- Title card
- Genre: Crime drama
- Written by: Steve Griffiths
- Directed by: Omar Madha
- Starring: Jonathan Cake Simone Lahbib Kerrie Taylor Gary Love David Gant Nicholas Hope Niall O'Mara William Beck Fiona Glascott
- Composer: Paul Leonard-Morgan
- Country of origin: United Kingdom
- Original language: English
- No. of series: 1
- No. of episodes: 2

Production
- Executive producers: Michele Buck Rebecca Keane Damien Timmer
- Producer: Matthew Read
- Cinematography: James Welland
- Editor: Adam Recht
- Running time: 90 minutes
- Production company: Meridian Broadcasting

Original release
- Network: ITV
- Release: 26 April – 27 April 2004

= Fallen (British TV series) =

British television crime drama TV serial

Fallen is a two-part British television crime drama, written by Steve Griffiths and directed by Omar Madha, first broadcast on ITV on 26 April 2004. The drama stars Jonathan Cake as Jason Shepherd, a police detective who wakes up in hospital in an amnesiac state after being subjected to a near fatal electrocution by members of a gang suspected to be involved in nuclear terrorism. Simone Lahbib stars as Shepherd's superior, DCI Kate Gunning, with Kerrie Taylor, Gary Love, David Gant and William Beck also among the principal cast members credited.

The series was also broadcast in Sweden, in Germany under the title Böser Cop, guter Cop (English: Good Cop, Bad Cop) and in France under the title À découvert (English: Discovered).
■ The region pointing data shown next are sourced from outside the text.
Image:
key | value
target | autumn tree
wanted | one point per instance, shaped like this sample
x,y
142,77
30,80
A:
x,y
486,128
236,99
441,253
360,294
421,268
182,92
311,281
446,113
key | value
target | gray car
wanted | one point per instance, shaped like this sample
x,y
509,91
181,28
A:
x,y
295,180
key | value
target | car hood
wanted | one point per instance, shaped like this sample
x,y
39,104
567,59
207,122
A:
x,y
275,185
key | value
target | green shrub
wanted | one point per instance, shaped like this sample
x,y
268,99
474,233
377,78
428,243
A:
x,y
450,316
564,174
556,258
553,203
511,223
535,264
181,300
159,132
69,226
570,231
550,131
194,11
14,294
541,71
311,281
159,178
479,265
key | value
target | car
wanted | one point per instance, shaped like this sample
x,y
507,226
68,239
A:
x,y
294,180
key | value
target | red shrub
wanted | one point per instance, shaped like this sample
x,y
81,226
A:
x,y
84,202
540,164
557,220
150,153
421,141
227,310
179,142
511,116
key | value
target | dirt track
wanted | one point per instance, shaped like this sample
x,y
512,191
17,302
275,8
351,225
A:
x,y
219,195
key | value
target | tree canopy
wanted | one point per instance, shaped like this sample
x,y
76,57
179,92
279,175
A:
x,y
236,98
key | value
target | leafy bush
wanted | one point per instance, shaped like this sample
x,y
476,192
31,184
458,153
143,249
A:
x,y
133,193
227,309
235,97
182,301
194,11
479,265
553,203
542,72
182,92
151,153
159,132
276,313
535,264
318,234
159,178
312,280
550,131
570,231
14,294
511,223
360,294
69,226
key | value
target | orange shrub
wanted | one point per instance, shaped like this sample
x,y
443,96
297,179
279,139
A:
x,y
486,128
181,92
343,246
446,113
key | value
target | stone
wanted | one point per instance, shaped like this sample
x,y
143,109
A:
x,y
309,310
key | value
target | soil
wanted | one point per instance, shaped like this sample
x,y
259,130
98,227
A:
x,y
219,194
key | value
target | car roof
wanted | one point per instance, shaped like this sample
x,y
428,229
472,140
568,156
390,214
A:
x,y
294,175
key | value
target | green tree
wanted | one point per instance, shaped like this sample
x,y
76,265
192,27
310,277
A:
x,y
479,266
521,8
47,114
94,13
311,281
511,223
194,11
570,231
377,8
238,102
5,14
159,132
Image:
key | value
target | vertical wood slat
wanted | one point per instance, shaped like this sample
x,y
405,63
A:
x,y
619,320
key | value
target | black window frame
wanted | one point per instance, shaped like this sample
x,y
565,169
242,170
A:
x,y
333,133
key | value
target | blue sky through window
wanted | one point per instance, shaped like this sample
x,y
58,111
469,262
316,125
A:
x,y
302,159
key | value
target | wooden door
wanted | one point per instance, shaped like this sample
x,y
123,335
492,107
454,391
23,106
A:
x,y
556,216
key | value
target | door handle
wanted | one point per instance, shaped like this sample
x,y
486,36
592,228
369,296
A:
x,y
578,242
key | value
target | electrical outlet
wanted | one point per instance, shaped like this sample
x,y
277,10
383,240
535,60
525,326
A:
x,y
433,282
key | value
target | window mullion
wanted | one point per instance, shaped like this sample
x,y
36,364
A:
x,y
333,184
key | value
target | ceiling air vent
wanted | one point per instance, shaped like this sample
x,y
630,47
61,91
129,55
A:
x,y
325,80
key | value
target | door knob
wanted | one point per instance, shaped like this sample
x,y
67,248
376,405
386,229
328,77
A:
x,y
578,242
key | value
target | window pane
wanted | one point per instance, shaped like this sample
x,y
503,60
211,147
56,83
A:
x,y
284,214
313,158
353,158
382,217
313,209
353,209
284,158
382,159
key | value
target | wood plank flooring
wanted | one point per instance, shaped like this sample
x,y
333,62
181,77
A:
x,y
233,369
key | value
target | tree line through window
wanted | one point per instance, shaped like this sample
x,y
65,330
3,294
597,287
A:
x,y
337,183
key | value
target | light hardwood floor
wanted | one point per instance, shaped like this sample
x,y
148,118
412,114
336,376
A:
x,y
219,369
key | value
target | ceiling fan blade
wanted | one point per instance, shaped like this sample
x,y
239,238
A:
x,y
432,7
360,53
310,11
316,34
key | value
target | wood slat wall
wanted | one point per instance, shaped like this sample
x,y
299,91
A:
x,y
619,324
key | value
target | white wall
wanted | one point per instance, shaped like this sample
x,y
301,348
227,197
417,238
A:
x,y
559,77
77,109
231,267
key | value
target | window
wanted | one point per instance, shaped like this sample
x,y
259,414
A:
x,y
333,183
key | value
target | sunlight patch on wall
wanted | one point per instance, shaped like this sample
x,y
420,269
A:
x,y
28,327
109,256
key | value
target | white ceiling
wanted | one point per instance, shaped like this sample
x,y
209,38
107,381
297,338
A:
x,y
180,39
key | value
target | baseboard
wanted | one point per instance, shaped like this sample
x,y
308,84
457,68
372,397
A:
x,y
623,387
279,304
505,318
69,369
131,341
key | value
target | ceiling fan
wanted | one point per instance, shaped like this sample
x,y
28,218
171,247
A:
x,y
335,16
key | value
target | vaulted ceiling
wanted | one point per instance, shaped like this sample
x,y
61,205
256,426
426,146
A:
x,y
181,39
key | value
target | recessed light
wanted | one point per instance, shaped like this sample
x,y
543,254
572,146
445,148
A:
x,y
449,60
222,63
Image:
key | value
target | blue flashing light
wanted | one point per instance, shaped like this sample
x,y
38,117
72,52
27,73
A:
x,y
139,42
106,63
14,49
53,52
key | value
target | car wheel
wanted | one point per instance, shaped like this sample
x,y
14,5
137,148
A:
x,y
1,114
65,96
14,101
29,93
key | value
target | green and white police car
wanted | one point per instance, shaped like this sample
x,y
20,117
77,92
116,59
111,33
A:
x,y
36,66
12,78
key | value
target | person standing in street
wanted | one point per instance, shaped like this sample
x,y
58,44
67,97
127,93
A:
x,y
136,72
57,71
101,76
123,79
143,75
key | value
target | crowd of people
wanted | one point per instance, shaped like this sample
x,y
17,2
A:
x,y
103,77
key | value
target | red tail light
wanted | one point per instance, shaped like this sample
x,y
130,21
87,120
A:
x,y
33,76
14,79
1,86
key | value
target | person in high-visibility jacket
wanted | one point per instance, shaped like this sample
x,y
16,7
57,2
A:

The series was filmed in and around London. The series gathered respectable viewing figures, with the first part gathering 5.92 million viewers, and the second attracting 4.07 million.

==Cast==
===Main===
- Jonathan Cake as DS Jason Shepherd
- Simone Lahbib as DCI Kate Gunning
- Kerrie Taylor as Louise Shephard
- Gary Love as DI Tom Beckett
- David Gant as Michael Richard Blaine
- Nicholas Hope as Chief Supt. Edridge
- Niall O'Mara as Wesley Shepherd
- William Beck as Dave Walker
- Fiona Glascott as Clare Woodward
- Lisa Hogg as Stefanie Weir
- Rebecca Sarker as Dr. Nisha Mehta
- Anton Saunders as Reece Reynolds
- Greg Hicks as David Houghton

===Supporting===
- Barry Aird as DS Tennant
- Gary Powell as DS Gray
- Stanley Townsend as Mara
- Tom Wu as Logan
- Sara Stockbridge as Nina
- James Lailey as Eisner
- Bill Ward as Sykes
- Ryan Pope as Jacket
- Richard Standing as Andy
- Phil Nice as Reeves

==Episodes==

| No. overall | No. in series | Title | Directed by | Written by | Original release date | Viewers (millions) |
| 1 | 1 | "Part 1" | Omar Madha | Steve Griffiths | 26 April 2004 | 5.92 |
Detective Sergeant Jason Shepherd is hospitalised following a near-fatal electrocution, and regains consciousness with no memory of his life. After learning that he is a serving police officer, and is currently estranged from his wife and children, Shepherd sets about re-investigating the case he was working on before his accident with the help of his superior, DCI Kate Gunning, and is astonished to find that he seems to be in the pocket of known criminals as he uncovers evidence of nuclear terrorism.
| 2 | 2 | "Part 2" | Omar Madha | Steve Griffiths | 27 April 2004 | 4.07 |
As he tries to solve what happened, Shepherd is forced to confront some unsavoury truths about himself in order to work out if he is really corrupt, or was in fact working undercover.